When Son Number One got his wings in Pensacola these last months past, I took the opportunity to go down with hizzoner and his sainted ma, for to see the Naval Aviation Museum there. That being one of my cultural touchstones, for ours is a proud history with many fine and honorable heroes who preceded us, to serve as examples.

Eugene Ely it was who first put an airplane down upon a carrier deck, just a little over a hundred years ago. Butch O’Hare shot down three Betty bombers – and damaged two others – who were targeting USS Lexington on the unopposed side, saving the ship and thousands of his shipmates, while earning our first ever Medal of Honor. He was trained by Jimmy Thach, who turned a performance disadvantage into a winning tactic, setting the example for generations of innovators. His soul has gone on to meet its reward, but his spirit is with us still.

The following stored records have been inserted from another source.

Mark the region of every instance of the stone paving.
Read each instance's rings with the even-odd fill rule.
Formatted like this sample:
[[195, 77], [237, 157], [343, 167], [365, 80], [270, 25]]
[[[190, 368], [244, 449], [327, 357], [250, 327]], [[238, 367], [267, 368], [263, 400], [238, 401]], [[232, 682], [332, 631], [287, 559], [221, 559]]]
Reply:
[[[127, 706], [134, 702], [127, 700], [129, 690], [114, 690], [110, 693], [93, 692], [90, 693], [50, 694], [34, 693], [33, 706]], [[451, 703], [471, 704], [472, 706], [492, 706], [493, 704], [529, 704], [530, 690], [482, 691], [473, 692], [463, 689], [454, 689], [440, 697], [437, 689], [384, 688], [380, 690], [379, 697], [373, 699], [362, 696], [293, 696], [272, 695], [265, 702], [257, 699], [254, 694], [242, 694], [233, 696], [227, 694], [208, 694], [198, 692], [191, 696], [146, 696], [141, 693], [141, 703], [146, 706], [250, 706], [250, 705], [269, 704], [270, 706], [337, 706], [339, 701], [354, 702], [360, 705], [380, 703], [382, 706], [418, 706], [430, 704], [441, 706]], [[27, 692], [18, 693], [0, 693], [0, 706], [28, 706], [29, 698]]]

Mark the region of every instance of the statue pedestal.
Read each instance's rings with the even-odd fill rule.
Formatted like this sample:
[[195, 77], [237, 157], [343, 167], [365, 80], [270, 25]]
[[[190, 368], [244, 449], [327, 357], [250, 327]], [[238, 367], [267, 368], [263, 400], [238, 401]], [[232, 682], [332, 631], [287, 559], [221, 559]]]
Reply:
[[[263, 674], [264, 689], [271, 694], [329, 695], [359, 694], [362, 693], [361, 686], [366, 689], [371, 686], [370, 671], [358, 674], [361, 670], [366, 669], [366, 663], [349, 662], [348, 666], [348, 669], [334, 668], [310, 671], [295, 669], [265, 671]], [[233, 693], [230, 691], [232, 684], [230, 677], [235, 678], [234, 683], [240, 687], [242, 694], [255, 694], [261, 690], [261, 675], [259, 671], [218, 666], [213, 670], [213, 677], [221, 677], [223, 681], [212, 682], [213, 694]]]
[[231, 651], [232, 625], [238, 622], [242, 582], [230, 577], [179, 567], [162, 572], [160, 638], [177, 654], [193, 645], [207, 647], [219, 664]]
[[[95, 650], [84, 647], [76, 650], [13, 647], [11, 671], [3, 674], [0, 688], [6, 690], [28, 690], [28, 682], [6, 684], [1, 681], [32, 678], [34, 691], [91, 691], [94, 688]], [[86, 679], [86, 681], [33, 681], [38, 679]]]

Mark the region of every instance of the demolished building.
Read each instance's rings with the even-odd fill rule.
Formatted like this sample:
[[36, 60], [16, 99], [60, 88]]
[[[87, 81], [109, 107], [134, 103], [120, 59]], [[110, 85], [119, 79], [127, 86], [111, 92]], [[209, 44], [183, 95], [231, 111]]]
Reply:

Pappy Boyington taught the young kids how to fight in the Solomons, and later paid his rent as a guest of Imperial Japan. Joe Foss got his kills at Guadalcanal, and helped protect the grunts from adding to the butcher’s bill.

Jessie Brown broke the color line to serve a country that didn’t yet deserve him in the Korean War, and paid for it with his life. Thomas Hudner crashed his airplane alongside him, behind enemy lines, trying to save his life. He also earned the MoH.  John Koelsch gave his life so that another might live. Clyde Lassen learned his example a decade or so later.

Jim Stockdale earned his ribbon refusing to submit to the North Vietnamese. Mike Estocin understood the concept of being on “government time” over Haiphong. He went missing because of it, his fate known to God alone.

It’s a lot to live up to.

But they all came from somewhere. Ely came from Davenport, Iowa. O’Hare from Saint Louis. Thach from Pine Bluff, Arkansas. Pappy from Coeur D’Alene. Foss from Sioux Falls, South Dakota. Jessie Brown from the hard hate of Hattiesburg, MS. Hudner from Fall River, Mass. Jack Koelsch from London, England. Lassen from Fort Myers, FL. Admiral Stockdale from Abingdon, IL. Estocin from Turtle Creek, PA.

Flyover country, mostly.  Not the kinds of places that send kids to Harvard or Yale. Apart from Koelsch. Who came from the old country for reasons of his own, and gave his life for one of his adopted brothers.

Where do we grow the next crop? How do we reach them?